Generative Adversarial Gumbel MCTS for Abstract Visual Composition Generation
Zirui Zhao, Boye Niu, David Hsu, Wee Sun Lee
TL;DR
The paper tackles generating abstract visual compositions by arranging fixed geometric primitives under hard geometric constraints guided by weak textual prompts. It introduces Generative Adversarial Gumbel MCTS (GAG MCTS), a constraint-aware search framework paired with a vision-language reward model and adversarial reward refinement to ensure both feasibility and semantic alignment. Through Tangram Assembly and a rectangle packing variant, the method consistently outperforms diffusion, autoregressive, and PPO baselines, with larger gains as constraints tighten.

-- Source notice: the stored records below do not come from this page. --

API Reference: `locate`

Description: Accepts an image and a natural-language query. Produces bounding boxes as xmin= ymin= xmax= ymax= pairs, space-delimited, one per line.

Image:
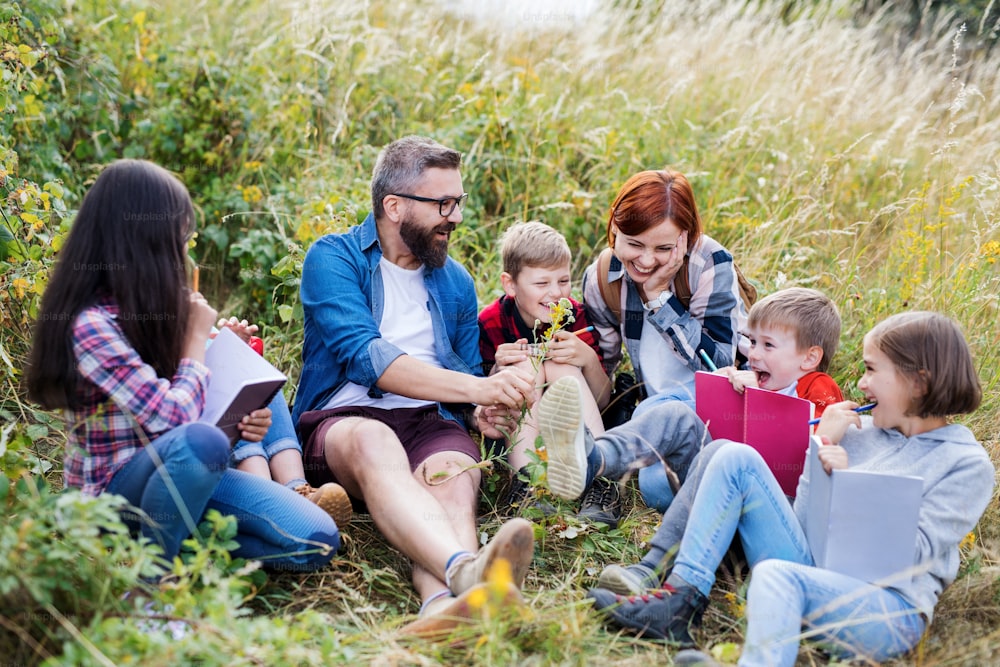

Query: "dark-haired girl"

xmin=27 ymin=159 xmax=341 ymax=570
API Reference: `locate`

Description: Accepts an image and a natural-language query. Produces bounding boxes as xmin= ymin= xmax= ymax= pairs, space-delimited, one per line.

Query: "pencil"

xmin=698 ymin=349 xmax=718 ymax=372
xmin=192 ymin=266 xmax=200 ymax=293
xmin=573 ymin=325 xmax=596 ymax=336
xmin=808 ymin=403 xmax=877 ymax=426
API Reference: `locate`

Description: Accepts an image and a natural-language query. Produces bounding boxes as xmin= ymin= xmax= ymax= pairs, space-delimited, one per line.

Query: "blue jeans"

xmin=632 ymin=380 xmax=696 ymax=512
xmin=231 ymin=391 xmax=301 ymax=465
xmin=673 ymin=441 xmax=924 ymax=666
xmin=106 ymin=422 xmax=339 ymax=571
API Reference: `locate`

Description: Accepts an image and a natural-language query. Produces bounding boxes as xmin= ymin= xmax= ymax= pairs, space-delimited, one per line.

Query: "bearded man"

xmin=292 ymin=135 xmax=536 ymax=631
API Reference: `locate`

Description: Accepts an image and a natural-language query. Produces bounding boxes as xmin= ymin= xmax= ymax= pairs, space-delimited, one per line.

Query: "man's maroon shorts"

xmin=300 ymin=404 xmax=481 ymax=489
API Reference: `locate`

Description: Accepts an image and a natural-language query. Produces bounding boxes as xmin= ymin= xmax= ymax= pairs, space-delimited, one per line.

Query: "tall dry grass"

xmin=9 ymin=0 xmax=998 ymax=664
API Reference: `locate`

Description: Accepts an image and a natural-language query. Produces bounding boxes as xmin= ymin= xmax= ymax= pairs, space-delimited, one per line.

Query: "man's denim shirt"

xmin=291 ymin=212 xmax=483 ymax=430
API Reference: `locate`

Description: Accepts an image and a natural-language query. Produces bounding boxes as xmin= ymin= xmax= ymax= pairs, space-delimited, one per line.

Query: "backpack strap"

xmin=677 ymin=255 xmax=756 ymax=311
xmin=596 ymin=248 xmax=622 ymax=323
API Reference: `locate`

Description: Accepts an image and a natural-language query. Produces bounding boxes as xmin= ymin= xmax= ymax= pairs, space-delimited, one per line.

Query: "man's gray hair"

xmin=371 ymin=136 xmax=462 ymax=218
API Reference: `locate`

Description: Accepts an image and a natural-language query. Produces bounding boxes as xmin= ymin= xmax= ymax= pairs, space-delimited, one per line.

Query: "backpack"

xmin=595 ymin=247 xmax=757 ymax=321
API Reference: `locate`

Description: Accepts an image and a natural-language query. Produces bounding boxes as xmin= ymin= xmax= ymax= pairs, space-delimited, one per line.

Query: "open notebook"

xmin=804 ymin=435 xmax=923 ymax=583
xmin=695 ymin=371 xmax=813 ymax=496
xmin=200 ymin=327 xmax=287 ymax=443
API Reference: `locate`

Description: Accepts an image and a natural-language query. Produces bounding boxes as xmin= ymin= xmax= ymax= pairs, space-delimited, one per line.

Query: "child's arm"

xmin=546 ymin=331 xmax=612 ymax=408
xmin=235 ymin=406 xmax=273 ymax=442
xmin=813 ymin=400 xmax=864 ymax=445
xmin=216 ymin=316 xmax=264 ymax=354
xmin=493 ymin=339 xmax=533 ymax=370
xmin=815 ymin=434 xmax=849 ymax=474
xmin=714 ymin=365 xmax=757 ymax=393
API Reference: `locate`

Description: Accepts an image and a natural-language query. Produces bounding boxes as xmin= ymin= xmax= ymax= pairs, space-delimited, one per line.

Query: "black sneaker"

xmin=577 ymin=477 xmax=621 ymax=528
xmin=499 ymin=469 xmax=555 ymax=518
xmin=587 ymin=582 xmax=708 ymax=646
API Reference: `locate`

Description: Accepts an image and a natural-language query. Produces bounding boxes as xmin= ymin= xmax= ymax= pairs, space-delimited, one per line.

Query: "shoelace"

xmin=619 ymin=582 xmax=677 ymax=603
xmin=582 ymin=478 xmax=620 ymax=510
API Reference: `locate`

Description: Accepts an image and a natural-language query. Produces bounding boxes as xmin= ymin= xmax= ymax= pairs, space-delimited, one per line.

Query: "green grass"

xmin=3 ymin=0 xmax=1000 ymax=664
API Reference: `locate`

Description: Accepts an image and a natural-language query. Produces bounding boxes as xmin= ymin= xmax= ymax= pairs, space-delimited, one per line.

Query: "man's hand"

xmin=472 ymin=366 xmax=535 ymax=410
xmin=474 ymin=404 xmax=521 ymax=440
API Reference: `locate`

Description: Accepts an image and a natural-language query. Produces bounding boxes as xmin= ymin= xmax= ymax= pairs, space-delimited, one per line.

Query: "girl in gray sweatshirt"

xmin=588 ymin=311 xmax=995 ymax=667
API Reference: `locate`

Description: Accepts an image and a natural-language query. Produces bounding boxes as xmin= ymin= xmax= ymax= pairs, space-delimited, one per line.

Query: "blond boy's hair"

xmin=747 ymin=287 xmax=841 ymax=373
xmin=499 ymin=221 xmax=571 ymax=278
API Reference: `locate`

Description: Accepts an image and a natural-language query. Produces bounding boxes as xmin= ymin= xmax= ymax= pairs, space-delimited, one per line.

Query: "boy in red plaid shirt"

xmin=478 ymin=221 xmax=611 ymax=515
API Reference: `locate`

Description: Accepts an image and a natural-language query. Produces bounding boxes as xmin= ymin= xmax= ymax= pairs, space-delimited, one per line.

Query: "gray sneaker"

xmin=597 ymin=563 xmax=660 ymax=595
xmin=538 ymin=376 xmax=591 ymax=500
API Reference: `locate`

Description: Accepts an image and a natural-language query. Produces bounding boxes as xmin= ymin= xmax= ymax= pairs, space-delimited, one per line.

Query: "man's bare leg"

xmin=410 ymin=449 xmax=481 ymax=606
xmin=322 ymin=418 xmax=466 ymax=579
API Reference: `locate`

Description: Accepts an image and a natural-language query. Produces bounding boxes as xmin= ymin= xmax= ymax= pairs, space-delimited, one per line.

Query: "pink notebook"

xmin=695 ymin=371 xmax=813 ymax=496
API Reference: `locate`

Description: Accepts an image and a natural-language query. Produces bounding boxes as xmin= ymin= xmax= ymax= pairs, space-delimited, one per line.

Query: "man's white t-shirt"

xmin=323 ymin=258 xmax=441 ymax=410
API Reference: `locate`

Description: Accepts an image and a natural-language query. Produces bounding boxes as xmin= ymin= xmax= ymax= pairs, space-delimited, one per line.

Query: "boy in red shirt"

xmin=552 ymin=287 xmax=844 ymax=594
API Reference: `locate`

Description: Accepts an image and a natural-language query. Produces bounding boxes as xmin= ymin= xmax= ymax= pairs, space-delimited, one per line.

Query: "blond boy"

xmin=478 ymin=221 xmax=611 ymax=513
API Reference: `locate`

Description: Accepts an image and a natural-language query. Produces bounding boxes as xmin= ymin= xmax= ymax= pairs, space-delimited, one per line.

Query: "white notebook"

xmin=804 ymin=435 xmax=923 ymax=583
xmin=199 ymin=327 xmax=287 ymax=443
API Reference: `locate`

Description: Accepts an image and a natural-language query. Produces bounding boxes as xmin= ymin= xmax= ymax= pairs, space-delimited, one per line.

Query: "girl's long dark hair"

xmin=26 ymin=160 xmax=194 ymax=409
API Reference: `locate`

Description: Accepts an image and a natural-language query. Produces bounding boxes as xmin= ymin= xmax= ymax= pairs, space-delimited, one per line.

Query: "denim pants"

xmin=672 ymin=441 xmax=925 ymax=667
xmin=105 ymin=422 xmax=339 ymax=571
xmin=596 ymin=398 xmax=705 ymax=493
xmin=230 ymin=391 xmax=302 ymax=465
xmin=631 ymin=380 xmax=696 ymax=511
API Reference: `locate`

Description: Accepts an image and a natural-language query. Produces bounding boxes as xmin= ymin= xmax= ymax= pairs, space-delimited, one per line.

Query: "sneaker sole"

xmin=538 ymin=376 xmax=588 ymax=500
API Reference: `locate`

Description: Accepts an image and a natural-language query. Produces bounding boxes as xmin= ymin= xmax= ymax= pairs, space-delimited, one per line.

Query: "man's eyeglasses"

xmin=391 ymin=192 xmax=469 ymax=218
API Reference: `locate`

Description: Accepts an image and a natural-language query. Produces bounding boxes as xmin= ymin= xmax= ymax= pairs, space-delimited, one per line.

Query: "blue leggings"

xmin=105 ymin=422 xmax=339 ymax=571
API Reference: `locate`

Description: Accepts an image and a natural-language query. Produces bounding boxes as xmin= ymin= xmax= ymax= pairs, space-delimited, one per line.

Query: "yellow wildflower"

xmin=466 ymin=586 xmax=487 ymax=611
xmin=12 ymin=277 xmax=29 ymax=299
xmin=240 ymin=185 xmax=263 ymax=205
xmin=959 ymin=532 xmax=976 ymax=551
xmin=724 ymin=591 xmax=745 ymax=618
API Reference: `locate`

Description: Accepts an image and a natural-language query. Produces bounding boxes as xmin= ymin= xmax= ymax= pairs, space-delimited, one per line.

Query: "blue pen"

xmin=808 ymin=403 xmax=877 ymax=426
xmin=573 ymin=325 xmax=596 ymax=336
xmin=698 ymin=349 xmax=718 ymax=372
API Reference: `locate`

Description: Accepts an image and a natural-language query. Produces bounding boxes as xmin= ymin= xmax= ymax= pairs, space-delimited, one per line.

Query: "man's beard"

xmin=399 ymin=216 xmax=455 ymax=269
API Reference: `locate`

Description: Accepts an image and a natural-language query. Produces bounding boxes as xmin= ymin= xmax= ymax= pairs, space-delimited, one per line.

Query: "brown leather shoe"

xmin=295 ymin=483 xmax=352 ymax=530
xmin=447 ymin=518 xmax=534 ymax=595
xmin=398 ymin=582 xmax=525 ymax=641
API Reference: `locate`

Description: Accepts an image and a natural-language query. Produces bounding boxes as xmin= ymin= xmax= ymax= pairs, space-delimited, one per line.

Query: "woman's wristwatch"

xmin=643 ymin=290 xmax=672 ymax=311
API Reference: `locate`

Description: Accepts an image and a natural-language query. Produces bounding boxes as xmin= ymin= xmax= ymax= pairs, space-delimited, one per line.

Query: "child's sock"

xmin=284 ymin=478 xmax=308 ymax=490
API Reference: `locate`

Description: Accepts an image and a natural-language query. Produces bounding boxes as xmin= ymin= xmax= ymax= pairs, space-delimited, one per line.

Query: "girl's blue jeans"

xmin=231 ymin=391 xmax=301 ymax=465
xmin=105 ymin=422 xmax=339 ymax=572
xmin=673 ymin=441 xmax=925 ymax=666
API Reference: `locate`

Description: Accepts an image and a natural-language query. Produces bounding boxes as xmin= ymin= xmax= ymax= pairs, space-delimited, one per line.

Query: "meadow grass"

xmin=4 ymin=0 xmax=1000 ymax=664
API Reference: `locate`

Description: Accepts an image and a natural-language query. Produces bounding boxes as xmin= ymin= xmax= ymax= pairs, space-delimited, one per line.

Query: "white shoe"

xmin=538 ymin=376 xmax=589 ymax=500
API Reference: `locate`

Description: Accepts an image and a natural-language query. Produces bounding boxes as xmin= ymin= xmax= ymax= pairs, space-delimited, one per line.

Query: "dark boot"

xmin=587 ymin=582 xmax=708 ymax=646
xmin=576 ymin=477 xmax=622 ymax=528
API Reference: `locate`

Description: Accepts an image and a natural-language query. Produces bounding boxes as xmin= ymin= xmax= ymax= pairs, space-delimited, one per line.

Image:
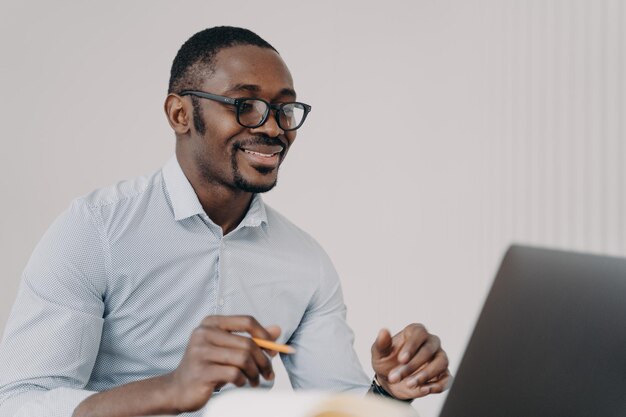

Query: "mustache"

xmin=234 ymin=135 xmax=287 ymax=150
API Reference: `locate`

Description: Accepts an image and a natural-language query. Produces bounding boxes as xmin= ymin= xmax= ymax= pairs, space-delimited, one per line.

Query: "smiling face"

xmin=182 ymin=45 xmax=297 ymax=194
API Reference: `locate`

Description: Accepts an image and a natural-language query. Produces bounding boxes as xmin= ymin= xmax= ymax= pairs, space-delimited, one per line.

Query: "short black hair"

xmin=168 ymin=26 xmax=277 ymax=94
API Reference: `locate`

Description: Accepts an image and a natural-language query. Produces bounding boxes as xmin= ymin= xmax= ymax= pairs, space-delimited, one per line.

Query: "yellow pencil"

xmin=252 ymin=337 xmax=296 ymax=354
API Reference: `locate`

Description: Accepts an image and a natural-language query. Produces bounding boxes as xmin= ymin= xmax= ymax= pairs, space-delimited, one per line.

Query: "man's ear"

xmin=164 ymin=93 xmax=191 ymax=135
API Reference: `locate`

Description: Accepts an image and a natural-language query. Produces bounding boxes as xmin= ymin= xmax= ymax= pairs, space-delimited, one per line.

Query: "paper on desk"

xmin=203 ymin=390 xmax=419 ymax=417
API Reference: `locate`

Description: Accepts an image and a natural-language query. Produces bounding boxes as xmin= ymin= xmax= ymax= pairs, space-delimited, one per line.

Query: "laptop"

xmin=439 ymin=245 xmax=626 ymax=417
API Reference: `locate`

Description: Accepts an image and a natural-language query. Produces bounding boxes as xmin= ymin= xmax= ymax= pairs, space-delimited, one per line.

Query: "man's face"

xmin=187 ymin=45 xmax=297 ymax=193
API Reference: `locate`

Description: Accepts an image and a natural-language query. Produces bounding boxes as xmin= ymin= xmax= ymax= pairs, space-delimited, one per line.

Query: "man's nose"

xmin=250 ymin=112 xmax=284 ymax=138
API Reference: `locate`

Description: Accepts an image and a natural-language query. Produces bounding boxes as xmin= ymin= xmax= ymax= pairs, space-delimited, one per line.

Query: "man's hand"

xmin=371 ymin=324 xmax=452 ymax=400
xmin=165 ymin=315 xmax=281 ymax=413
xmin=72 ymin=315 xmax=281 ymax=417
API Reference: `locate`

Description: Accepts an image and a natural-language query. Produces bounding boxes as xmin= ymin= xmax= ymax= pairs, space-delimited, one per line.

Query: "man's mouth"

xmin=238 ymin=144 xmax=284 ymax=169
xmin=242 ymin=149 xmax=282 ymax=158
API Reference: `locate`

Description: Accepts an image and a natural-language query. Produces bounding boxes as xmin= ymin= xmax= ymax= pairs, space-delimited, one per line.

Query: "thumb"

xmin=264 ymin=325 xmax=282 ymax=358
xmin=372 ymin=328 xmax=393 ymax=359
xmin=266 ymin=325 xmax=282 ymax=341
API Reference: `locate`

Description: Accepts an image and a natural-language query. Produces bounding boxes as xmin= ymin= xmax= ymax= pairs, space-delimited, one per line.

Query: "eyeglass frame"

xmin=179 ymin=90 xmax=312 ymax=132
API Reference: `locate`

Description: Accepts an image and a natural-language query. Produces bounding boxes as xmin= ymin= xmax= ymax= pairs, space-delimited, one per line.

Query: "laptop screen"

xmin=439 ymin=245 xmax=626 ymax=417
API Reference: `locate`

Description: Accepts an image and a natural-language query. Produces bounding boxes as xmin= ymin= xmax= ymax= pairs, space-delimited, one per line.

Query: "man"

xmin=0 ymin=27 xmax=450 ymax=417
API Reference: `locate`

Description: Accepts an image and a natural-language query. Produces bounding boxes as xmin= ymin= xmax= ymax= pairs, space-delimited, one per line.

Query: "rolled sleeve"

xmin=281 ymin=247 xmax=370 ymax=393
xmin=4 ymin=388 xmax=96 ymax=417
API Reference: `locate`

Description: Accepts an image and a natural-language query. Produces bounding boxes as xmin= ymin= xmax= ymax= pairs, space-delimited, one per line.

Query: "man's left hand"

xmin=371 ymin=324 xmax=452 ymax=400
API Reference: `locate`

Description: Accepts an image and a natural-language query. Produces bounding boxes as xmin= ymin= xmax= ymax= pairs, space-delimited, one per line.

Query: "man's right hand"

xmin=165 ymin=315 xmax=281 ymax=413
xmin=72 ymin=315 xmax=281 ymax=417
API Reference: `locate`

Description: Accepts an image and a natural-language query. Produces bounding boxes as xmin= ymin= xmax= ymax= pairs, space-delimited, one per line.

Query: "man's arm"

xmin=280 ymin=246 xmax=371 ymax=393
xmin=0 ymin=200 xmax=279 ymax=417
xmin=278 ymin=241 xmax=451 ymax=402
xmin=0 ymin=200 xmax=107 ymax=417
xmin=72 ymin=316 xmax=280 ymax=417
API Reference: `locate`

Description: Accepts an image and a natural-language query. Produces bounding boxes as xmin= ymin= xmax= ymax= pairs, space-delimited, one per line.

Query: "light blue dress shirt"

xmin=0 ymin=156 xmax=369 ymax=417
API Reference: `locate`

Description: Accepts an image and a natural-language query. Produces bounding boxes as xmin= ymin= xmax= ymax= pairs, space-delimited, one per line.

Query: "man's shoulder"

xmin=263 ymin=204 xmax=325 ymax=253
xmin=76 ymin=168 xmax=163 ymax=211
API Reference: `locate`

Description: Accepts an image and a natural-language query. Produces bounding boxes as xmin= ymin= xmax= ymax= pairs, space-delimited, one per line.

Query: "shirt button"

xmin=218 ymin=298 xmax=225 ymax=306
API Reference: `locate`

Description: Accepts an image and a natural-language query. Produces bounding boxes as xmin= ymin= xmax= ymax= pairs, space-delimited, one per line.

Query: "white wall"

xmin=1 ymin=1 xmax=624 ymax=416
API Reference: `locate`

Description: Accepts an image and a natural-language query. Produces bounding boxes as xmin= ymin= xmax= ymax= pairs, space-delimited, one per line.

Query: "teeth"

xmin=244 ymin=149 xmax=279 ymax=158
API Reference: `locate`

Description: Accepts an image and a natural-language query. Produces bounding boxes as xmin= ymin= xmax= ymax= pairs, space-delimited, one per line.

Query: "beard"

xmin=232 ymin=168 xmax=278 ymax=193
xmin=194 ymin=135 xmax=285 ymax=194
xmin=231 ymin=136 xmax=284 ymax=193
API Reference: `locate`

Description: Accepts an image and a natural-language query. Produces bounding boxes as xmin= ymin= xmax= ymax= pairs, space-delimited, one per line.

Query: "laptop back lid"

xmin=439 ymin=245 xmax=626 ymax=417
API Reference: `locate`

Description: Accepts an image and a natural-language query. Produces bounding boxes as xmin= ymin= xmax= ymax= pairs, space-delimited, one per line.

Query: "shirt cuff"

xmin=6 ymin=388 xmax=97 ymax=417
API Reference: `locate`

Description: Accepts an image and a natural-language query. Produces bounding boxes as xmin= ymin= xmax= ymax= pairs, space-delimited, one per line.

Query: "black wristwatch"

xmin=368 ymin=375 xmax=414 ymax=404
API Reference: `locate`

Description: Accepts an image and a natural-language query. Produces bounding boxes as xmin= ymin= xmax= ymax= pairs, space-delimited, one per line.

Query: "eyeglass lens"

xmin=238 ymin=99 xmax=306 ymax=130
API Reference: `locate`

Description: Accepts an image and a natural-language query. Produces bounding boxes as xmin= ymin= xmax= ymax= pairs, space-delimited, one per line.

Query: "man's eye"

xmin=239 ymin=102 xmax=255 ymax=114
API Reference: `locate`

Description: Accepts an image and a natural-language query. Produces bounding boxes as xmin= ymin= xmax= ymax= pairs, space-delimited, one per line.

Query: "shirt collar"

xmin=241 ymin=194 xmax=268 ymax=228
xmin=162 ymin=156 xmax=268 ymax=228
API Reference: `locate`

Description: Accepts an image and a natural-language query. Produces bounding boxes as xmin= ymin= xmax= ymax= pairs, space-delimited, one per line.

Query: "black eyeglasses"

xmin=179 ymin=90 xmax=312 ymax=132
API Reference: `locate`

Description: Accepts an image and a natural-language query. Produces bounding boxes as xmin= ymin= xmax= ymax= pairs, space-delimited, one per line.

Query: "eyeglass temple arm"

xmin=179 ymin=90 xmax=237 ymax=105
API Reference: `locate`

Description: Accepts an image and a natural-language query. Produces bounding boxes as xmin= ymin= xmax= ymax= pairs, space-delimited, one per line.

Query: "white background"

xmin=1 ymin=1 xmax=625 ymax=416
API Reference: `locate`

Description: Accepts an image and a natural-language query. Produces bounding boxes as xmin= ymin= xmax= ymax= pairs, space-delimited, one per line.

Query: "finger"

xmin=371 ymin=328 xmax=394 ymax=359
xmin=388 ymin=333 xmax=440 ymax=383
xmin=404 ymin=350 xmax=449 ymax=388
xmin=389 ymin=343 xmax=436 ymax=385
xmin=207 ymin=364 xmax=248 ymax=388
xmin=395 ymin=370 xmax=451 ymax=400
xmin=414 ymin=370 xmax=453 ymax=395
xmin=201 ymin=315 xmax=274 ymax=340
xmin=426 ymin=369 xmax=451 ymax=384
xmin=199 ymin=327 xmax=274 ymax=380
xmin=386 ymin=331 xmax=431 ymax=383
xmin=199 ymin=345 xmax=274 ymax=387
xmin=376 ymin=325 xmax=435 ymax=386
xmin=372 ymin=369 xmax=450 ymax=401
xmin=397 ymin=324 xmax=433 ymax=364
xmin=425 ymin=370 xmax=453 ymax=393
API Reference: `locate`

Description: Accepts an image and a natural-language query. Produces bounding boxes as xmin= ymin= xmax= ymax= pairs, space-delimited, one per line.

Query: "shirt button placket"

xmin=216 ymin=239 xmax=226 ymax=313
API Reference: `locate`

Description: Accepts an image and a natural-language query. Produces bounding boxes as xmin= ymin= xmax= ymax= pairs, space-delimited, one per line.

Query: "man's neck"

xmin=177 ymin=156 xmax=253 ymax=236
xmin=197 ymin=186 xmax=253 ymax=235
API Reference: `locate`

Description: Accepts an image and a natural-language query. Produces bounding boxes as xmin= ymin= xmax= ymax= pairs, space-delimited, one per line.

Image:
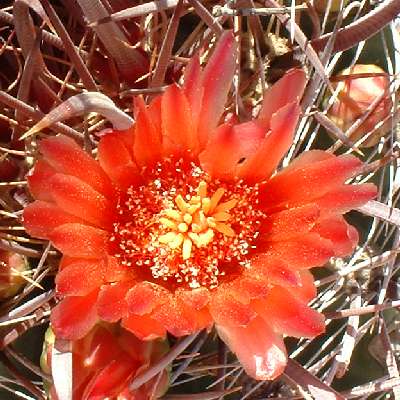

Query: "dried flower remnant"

xmin=327 ymin=64 xmax=392 ymax=147
xmin=41 ymin=325 xmax=169 ymax=400
xmin=23 ymin=32 xmax=377 ymax=380
xmin=0 ymin=250 xmax=28 ymax=300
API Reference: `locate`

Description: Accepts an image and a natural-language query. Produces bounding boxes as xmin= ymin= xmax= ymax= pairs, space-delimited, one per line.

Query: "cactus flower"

xmin=23 ymin=32 xmax=376 ymax=380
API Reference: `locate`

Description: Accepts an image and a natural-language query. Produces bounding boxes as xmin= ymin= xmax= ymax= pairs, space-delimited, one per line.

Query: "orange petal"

xmin=51 ymin=290 xmax=99 ymax=340
xmin=122 ymin=314 xmax=166 ymax=340
xmin=258 ymin=68 xmax=306 ymax=128
xmin=183 ymin=54 xmax=203 ymax=137
xmin=281 ymin=150 xmax=334 ymax=173
xmin=82 ymin=358 xmax=136 ymax=400
xmin=125 ymin=282 xmax=169 ymax=315
xmin=260 ymin=233 xmax=334 ymax=270
xmin=147 ymin=96 xmax=162 ymax=135
xmin=161 ymin=84 xmax=197 ymax=154
xmin=210 ymin=291 xmax=256 ymax=327
xmin=193 ymin=308 xmax=213 ymax=331
xmin=260 ymin=154 xmax=362 ymax=209
xmin=175 ymin=287 xmax=210 ymax=310
xmin=261 ymin=204 xmax=320 ymax=241
xmin=253 ymin=287 xmax=325 ymax=338
xmin=151 ymin=297 xmax=197 ymax=337
xmin=23 ymin=201 xmax=83 ymax=239
xmin=104 ymin=255 xmax=129 ymax=283
xmin=315 ymin=183 xmax=377 ymax=215
xmin=251 ymin=258 xmax=302 ymax=288
xmin=133 ymin=96 xmax=162 ymax=167
xmin=48 ymin=174 xmax=114 ymax=229
xmin=56 ymin=258 xmax=105 ymax=296
xmin=199 ymin=123 xmax=241 ymax=179
xmin=200 ymin=119 xmax=267 ymax=180
xmin=27 ymin=160 xmax=56 ymax=202
xmin=216 ymin=316 xmax=287 ymax=380
xmin=39 ymin=135 xmax=115 ymax=199
xmin=293 ymin=270 xmax=317 ymax=302
xmin=97 ymin=281 xmax=133 ymax=322
xmin=312 ymin=216 xmax=359 ymax=257
xmin=49 ymin=223 xmax=109 ymax=258
xmin=168 ymin=289 xmax=213 ymax=330
xmin=227 ymin=276 xmax=270 ymax=302
xmin=198 ymin=31 xmax=237 ymax=147
xmin=75 ymin=326 xmax=122 ymax=370
xmin=238 ymin=102 xmax=301 ymax=183
xmin=98 ymin=131 xmax=142 ymax=190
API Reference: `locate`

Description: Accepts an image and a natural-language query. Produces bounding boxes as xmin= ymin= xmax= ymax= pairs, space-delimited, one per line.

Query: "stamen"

xmin=214 ymin=223 xmax=235 ymax=237
xmin=182 ymin=238 xmax=192 ymax=260
xmin=175 ymin=195 xmax=188 ymax=212
xmin=209 ymin=188 xmax=225 ymax=212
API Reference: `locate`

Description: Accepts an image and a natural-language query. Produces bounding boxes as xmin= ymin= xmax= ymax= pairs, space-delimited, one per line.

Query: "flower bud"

xmin=0 ymin=250 xmax=28 ymax=300
xmin=41 ymin=324 xmax=170 ymax=400
xmin=327 ymin=64 xmax=392 ymax=147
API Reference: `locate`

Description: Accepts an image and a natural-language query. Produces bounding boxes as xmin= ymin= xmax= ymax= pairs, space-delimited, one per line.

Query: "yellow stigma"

This approach enables reliable, data-efficient abstract visual synthesis where pixel-space generators struggle, and highlights the value of explicit constraint enforcement coupled with semantic verification.
Abstract
We study abstract visual composition, in which identity is primarily determined by the spatial configuration and relations among a small set of geometric primitives (e.g., parts, symmetry, topology). They are invariant primarily to texture and photorealistic detail. Composing such structures from fixed components under geometric constraints and vague goal specification (such as text) is non-trivial due to combinatorial placement choices, limited data, and discrete feasibility (overlap-free, allowable orientations), which create a sparse solution manifold ill-suited to purely statistical pixel-space generators. We propose a constraint-guided framework that combines explicit geometric reasoning with neural semantics. An AlphaGo-style search enforces feasibility, while a fine-tuned vision-language model scores semantic alignment as reward signals. Our algorithm uses a policy network as a heuristic in Monte-Carlo Tree Search and fine-tunes the network via search-generated plans. Inspired by the Generative Adversarial Network, we use the generated instances for adversarial reward refinement. Over time, the generation should approach the actual data more closely when the reward model cannot distinguish between generated instances and ground-truth. In the Tangram Assembly task, our approach yields higher validity and semantic fidelity than diffusion and auto-regressive baselines, especially as constraints tighten.